“I Am Not an Easy Man” (Je Ne Suis Pas Un Homme Facile) is a film I shouldn’t like—but do. Netflix’s first commissioned French-language film, it dives into the easy laugh every time: a little boy cast as Snow White, a male waxing scene, and men strapping on silicone breasts as they march for gender equality. Uneasily shifting between comedy and drama, never landing the tone of either, it tries for mass appeal and never completely succeeds.
Where it does succeed, though, is as a sort of mind experiment. The film’s writer-director Éléonore Pourriat has directed several films (including the short “Oppressed Majority”) that challenge how gendered bodies occupy public space in film—and the consequences of gendered power.
As in her short, Pourriat depicts women as the sexual aggressors and race car drivers while men serve as secretaries and stay-at-home parents. Women jog topless through the streets while in the brasseries and back alleys men are the targets of harassment and sexual assault. It’s a breathtaking view of female freedom. None of the women seem afraid. And much of the film’s power derives not from the initial curiosity of these reversals but that, after 50 minutes, it no longer seems curious at all.

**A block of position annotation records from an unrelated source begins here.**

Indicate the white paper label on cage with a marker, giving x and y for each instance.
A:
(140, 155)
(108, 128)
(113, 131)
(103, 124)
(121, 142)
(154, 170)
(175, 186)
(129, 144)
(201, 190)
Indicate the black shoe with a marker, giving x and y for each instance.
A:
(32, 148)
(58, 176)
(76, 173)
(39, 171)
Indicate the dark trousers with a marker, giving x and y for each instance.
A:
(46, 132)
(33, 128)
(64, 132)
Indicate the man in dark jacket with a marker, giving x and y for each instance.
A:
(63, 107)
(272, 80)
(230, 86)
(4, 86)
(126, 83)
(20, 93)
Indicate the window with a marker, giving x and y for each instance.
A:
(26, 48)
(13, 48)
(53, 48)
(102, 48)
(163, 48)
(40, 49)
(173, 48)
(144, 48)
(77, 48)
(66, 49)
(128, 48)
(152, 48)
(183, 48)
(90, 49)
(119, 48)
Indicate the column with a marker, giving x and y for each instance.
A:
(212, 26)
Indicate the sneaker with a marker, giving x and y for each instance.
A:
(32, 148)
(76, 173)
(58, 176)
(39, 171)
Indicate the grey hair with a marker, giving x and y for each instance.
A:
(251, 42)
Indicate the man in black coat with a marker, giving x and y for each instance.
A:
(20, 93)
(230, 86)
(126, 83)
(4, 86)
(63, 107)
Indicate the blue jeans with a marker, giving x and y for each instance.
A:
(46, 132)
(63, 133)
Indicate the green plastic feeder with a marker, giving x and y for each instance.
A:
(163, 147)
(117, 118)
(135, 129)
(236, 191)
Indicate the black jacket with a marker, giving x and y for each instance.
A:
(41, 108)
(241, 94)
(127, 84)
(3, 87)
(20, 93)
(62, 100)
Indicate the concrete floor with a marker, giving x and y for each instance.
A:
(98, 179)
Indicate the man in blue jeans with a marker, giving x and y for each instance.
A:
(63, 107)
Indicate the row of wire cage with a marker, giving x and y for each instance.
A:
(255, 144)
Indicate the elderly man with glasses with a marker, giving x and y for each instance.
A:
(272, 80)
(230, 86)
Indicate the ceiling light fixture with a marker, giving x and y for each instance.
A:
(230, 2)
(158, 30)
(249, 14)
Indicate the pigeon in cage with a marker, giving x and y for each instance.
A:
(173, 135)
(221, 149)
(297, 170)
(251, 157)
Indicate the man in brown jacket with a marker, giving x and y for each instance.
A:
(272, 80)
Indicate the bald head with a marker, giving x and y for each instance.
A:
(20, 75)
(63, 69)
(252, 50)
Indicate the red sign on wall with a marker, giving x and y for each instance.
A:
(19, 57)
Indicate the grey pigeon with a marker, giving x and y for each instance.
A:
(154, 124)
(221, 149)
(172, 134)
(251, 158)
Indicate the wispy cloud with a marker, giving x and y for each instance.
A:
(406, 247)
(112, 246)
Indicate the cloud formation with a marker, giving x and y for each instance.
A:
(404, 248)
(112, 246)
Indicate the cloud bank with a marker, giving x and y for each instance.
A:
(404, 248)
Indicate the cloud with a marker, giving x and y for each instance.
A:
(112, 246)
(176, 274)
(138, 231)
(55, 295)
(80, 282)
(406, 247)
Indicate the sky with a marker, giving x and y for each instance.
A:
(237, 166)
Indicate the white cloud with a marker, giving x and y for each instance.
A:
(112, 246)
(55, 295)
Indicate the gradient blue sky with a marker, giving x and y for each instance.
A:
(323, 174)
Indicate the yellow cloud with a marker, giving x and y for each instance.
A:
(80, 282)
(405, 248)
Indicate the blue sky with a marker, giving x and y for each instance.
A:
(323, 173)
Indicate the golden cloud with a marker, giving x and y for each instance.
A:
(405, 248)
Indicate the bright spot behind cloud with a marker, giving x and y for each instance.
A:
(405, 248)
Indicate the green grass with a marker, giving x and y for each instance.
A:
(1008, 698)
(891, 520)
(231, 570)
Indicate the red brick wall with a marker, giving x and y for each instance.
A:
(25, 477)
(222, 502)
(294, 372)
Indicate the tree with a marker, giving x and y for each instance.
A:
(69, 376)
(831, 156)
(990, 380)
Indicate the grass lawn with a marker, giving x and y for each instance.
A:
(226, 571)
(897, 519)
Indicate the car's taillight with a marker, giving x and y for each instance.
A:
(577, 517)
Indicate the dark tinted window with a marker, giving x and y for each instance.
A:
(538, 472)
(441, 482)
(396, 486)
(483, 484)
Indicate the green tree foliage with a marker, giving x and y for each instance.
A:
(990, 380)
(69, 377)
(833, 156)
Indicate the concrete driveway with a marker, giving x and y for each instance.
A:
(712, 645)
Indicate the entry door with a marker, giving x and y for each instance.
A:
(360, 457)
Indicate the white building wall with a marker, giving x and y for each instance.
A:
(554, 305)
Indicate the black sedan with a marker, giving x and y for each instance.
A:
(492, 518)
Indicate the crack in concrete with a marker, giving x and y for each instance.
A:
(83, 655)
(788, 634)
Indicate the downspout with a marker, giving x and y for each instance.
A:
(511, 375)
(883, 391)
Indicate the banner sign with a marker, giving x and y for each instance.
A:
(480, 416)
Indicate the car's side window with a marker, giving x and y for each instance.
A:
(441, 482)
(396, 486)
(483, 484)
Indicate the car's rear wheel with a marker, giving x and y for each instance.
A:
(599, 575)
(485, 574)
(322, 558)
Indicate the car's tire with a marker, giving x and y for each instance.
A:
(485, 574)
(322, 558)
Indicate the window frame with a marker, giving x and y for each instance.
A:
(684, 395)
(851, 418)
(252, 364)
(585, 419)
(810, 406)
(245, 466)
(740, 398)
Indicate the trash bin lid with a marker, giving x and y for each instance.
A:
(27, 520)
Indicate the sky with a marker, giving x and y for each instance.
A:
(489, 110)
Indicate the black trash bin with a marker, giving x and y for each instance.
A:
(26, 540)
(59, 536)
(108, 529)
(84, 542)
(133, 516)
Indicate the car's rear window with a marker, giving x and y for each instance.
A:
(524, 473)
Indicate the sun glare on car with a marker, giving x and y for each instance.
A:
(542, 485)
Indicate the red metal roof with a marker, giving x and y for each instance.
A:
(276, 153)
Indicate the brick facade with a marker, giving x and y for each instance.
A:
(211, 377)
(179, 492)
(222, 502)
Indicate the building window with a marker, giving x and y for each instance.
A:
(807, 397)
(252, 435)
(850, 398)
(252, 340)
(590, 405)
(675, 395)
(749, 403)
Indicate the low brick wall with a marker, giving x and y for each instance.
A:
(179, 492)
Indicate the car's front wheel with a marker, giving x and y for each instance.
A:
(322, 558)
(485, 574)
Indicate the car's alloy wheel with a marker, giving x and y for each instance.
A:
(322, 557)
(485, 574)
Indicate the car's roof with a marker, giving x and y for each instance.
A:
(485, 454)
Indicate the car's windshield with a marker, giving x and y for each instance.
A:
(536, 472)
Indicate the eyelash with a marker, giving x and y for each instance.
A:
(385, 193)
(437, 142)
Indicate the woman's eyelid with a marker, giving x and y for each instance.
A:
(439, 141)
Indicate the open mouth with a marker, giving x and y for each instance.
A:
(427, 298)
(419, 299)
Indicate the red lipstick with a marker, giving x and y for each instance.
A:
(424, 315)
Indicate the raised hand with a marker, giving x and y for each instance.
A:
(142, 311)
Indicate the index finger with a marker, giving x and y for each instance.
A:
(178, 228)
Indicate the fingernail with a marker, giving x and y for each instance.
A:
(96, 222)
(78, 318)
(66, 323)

Pourriat moves us into this parallel universe early in the film, and the ultimate effect is that the viewer acculturates just as our protagonist Damien (Vincent Elbaz) does. Eventually, these reversals seem normal, inevitable even, and finally grim. Her palette in both worlds is one of steely grays and muted blues, pierced only by a pink skirt in an LGBTQ nightclub or the hot pink strap on a man’s gym bag. The film, ultimately, is less about gender reversal and more about power. It depicts a matriarchal society every bit as violent as a patriarchal society. Domination is domination, not empowerment.
Once Pourriat grounds us in this new world and holds us there, she reminds us how difficult it is to love and trust fully in a relationship where one partner is objectified and replaceable while the other has society’s blessing to do as they please, damn the other person’s feelings.
I knew she would have to summon Damien back to our own world. But I couldn’t figure out how she would do it. The ending is imperfect, abrupt, and it reveals her interest in Alexandra (Marie-Sophie Ferdane)—the woman at the center of the film beside Damien. The Herculean “authoress” (the film even attempts to undercut the sexism of language itself) dashes out onto the streets of Paris after a barfight only to find herself in a foreign world, astounded by our pornographication of women.
I can’t help but think the film should have been about Alexandra. The final moment of Damien joining a women’s rights march is too on-the-nose, too pat, easy after all. It’s wish fulfillment for the #MeToo movement. But then again, this film is not about subtlety. It’s about hope for two characters who have each had their turn being oppressors and now have a chance to be equals.